Tuesday, December 31, 2013

This Has Not Been a Good Year for Blogging


Scaly Distractions will only have 25 posts on the books for 2013, as opposed to 30 in 2012, 26 in 2011, and 55 in 2010.  That might not seem too bad, but the summer was abnormally low, redeemed only by high posts counts for January and October, and for the first time I had a month where I didn't post at all (June). On the positive side, I did start my new blog, The Wandering Archives, but that's kind of like running in place, because it only reposts blog entries that I wrote in 2006 through 2008.  

Blogging didn't work out too well this year because I decided to concentrate on doing some other things instead.  Unfortunately, most of those other things didn't work out either. 

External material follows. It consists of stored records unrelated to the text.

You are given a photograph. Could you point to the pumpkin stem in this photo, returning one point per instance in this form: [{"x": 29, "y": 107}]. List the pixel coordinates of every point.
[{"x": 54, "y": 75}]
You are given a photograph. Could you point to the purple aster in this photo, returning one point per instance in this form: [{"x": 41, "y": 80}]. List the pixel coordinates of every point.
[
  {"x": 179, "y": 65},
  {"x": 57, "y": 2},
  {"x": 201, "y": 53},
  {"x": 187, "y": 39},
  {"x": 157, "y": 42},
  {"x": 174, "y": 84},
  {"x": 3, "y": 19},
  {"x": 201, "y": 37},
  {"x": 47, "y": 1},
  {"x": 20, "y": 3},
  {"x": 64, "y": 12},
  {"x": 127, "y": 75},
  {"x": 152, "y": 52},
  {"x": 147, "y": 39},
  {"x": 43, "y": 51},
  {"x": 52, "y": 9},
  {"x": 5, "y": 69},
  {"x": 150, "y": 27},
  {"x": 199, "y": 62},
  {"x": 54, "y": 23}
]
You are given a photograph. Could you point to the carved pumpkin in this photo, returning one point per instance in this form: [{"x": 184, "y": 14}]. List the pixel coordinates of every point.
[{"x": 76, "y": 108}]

Tuesday, December 24, 2013

I Don't Know What Happened Here, but It Involved Christmas and Motorcars


I get very tired this time of year.  I am, as anyone who knows me can attest, tired in every season, but the tiredness gets to its worst around Christmas.  I attribute the phenomenon to the fact that the last week of December occurs between the darkest day of the year (December 21) and the coldest day of the year (on average around January 15) in the Northern Hemisphere.  And that's why I see December's end as a good time to try to get a nice long rest.  

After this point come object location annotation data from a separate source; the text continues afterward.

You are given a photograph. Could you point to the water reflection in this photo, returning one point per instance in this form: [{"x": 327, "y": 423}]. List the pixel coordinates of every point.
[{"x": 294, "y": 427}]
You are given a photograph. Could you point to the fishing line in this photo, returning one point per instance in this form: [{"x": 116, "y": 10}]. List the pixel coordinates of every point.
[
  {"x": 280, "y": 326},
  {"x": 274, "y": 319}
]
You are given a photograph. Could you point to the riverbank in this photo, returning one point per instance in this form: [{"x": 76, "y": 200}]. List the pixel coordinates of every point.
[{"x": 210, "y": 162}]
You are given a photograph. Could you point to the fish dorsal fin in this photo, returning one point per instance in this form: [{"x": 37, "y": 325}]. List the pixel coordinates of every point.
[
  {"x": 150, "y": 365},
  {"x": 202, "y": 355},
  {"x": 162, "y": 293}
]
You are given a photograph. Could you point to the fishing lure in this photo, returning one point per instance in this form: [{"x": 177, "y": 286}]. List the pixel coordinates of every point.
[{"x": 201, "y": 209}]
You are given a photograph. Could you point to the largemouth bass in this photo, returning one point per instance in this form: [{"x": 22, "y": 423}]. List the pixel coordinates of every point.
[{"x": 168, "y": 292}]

At work on Friday I was feeling this tiredness, and somehow my mind drifted toward upper-class England in the Twenties. First I considered Downton Abbey.  (Although I probably have a fairly high genetic tolerance for Britishness, I can only watch Downtown Abbey for about ten minutes at a time, because it consists mostly of people disapproving of one another.)  Then for some reason I started thinking about a similar show, Brideshead Revisited, which I never watched, but saw advertised on PBS when I was younger, and checked the show out on Wikipedia.  

As the afternoon wore on, I began to more and more seriously consider the option of traveling back in time to become an aristocrat in England in the Twenties, where I would live in a vast country house and spend my days disapproving of people and driving around in a motorcar.  As far as I could reason, the biggest barrier to this plan would be operating the motorcar, which at that time would likely have been controlled via an odd assemblage of levers and cranks.